— Je ne sais pas, je n’ai pas essayé ; mais je suis persuadée que je ne m’infligerai jamais volontairement de la peine.
— Et vous aurez bien raison, ajoute Didier.
— Chut ! dit impérieusement Luce, on va commencer.
Et du moment que la musique a repris, elle devient une autre personne, son beau bras s’appuie sur le rebord de la loge, et ses yeux ardents ne quittent pas la scène ; les diamants de son corsage brillent et palpitent ; Didier, tout proche d’elle, lui parle bas quelquefois, et elle fait un signe d’acquiescement.
Mesdames Baugé et de Corbenay ont repris leur tenue d’Opéra ; c’est une attitude particulière, à la fois élégante et attentive, qui leur est familière depuis trente-cinq ans ; madame de Corbenay, avec une grâce parfaite, qui attire l’attention sur ses superbes épaules, ajuste de temps en temps son corsage ; d’Aveline soupire alors quelques mots admiratifs sur le buste magnifique qui s’étale complaisamment sous ses yeux.

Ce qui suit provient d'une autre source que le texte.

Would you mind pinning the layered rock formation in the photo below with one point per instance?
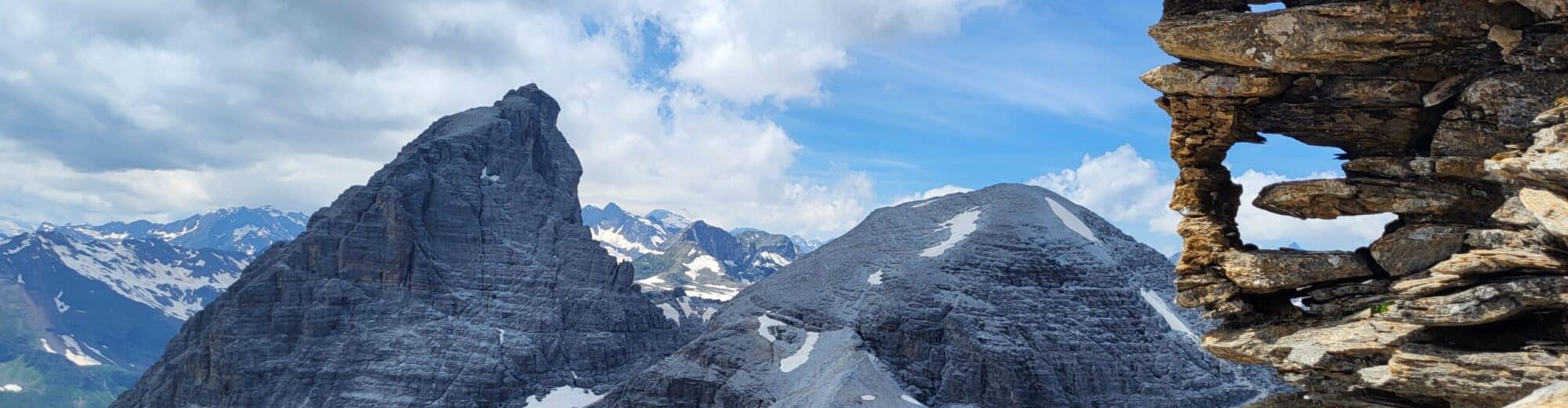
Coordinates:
(1451, 114)
(460, 275)
(1004, 297)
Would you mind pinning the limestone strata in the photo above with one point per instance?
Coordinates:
(1451, 115)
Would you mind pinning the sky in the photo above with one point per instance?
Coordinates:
(793, 117)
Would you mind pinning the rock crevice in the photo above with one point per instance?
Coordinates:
(1451, 115)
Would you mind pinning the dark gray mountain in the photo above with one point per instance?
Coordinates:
(1004, 297)
(460, 275)
(239, 230)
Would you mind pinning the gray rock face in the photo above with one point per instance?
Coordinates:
(1004, 297)
(460, 275)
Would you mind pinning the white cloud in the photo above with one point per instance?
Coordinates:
(162, 109)
(1131, 191)
(755, 49)
(932, 194)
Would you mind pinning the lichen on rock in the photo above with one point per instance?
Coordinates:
(1451, 115)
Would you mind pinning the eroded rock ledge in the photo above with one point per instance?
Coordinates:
(1454, 117)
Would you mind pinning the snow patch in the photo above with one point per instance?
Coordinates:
(670, 313)
(764, 322)
(703, 263)
(960, 227)
(169, 288)
(686, 307)
(774, 258)
(247, 230)
(60, 305)
(625, 249)
(1072, 220)
(564, 398)
(791, 363)
(20, 247)
(1166, 311)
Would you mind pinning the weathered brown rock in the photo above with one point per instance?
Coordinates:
(1334, 199)
(1552, 396)
(1454, 117)
(1484, 304)
(1475, 379)
(1200, 81)
(1263, 272)
(1415, 249)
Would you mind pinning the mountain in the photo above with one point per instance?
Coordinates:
(710, 263)
(670, 219)
(1004, 297)
(804, 246)
(628, 236)
(460, 275)
(241, 230)
(672, 252)
(13, 227)
(79, 319)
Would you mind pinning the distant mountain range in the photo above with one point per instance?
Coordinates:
(84, 308)
(672, 252)
(87, 308)
(239, 230)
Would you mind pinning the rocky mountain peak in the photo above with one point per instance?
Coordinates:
(1001, 297)
(459, 275)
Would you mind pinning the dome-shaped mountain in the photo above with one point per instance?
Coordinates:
(1004, 297)
(460, 275)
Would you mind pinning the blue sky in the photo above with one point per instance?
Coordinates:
(794, 117)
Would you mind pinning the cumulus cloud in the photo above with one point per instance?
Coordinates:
(162, 107)
(757, 49)
(1131, 191)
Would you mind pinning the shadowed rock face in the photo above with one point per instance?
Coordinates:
(1451, 114)
(1004, 297)
(460, 275)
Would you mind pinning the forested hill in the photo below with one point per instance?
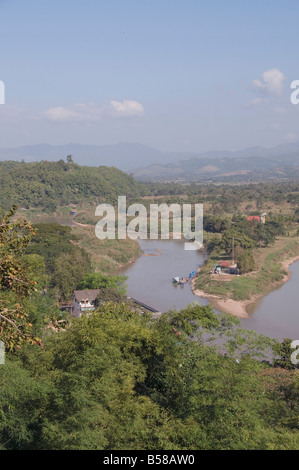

Madame de Corbenay, par habitude, est assise un peu de côté afin de pouvoir causer avec le cavalier qui est derrière elle ; elle le fait imperceptiblement, sans un mouvement du corps, tandis que Paule, lorsqu’elle veut dire un mot à Didier ou à Monteux, se retourne tout d’un bloc.
— Elles sont impertinentes, ces petites, souffle d’Aveline à madame de Corbenay. Madame de Juvisy n’y met vraiment pas de mesure, regardez-la.
Madame de Corbenay prend sa lorgnette, et, à son abri, jette un long coup d’œil à Luce ; puis, sans presque ouvrir les lèvres, avec ce joli sourire des belles d’autrefois, gracieuses toujours et malgré tout :
— Elle a peut-être raison, mon cher, au moins elles ne se sont pas condamnées à la comédie.
— Voyons, chère amie, la comédie, quelle comédie ? ah ! quelle différence entre elles et vous ; vous, délicieuse, adorable, fine ; elles, parlant à tort et à travers, je ne sais pas même si elles sont jolies… l’une son ténor, l’autre son torero… Ce n’est pas une femme comme vous, qui avez jamais eu des goûts semblables.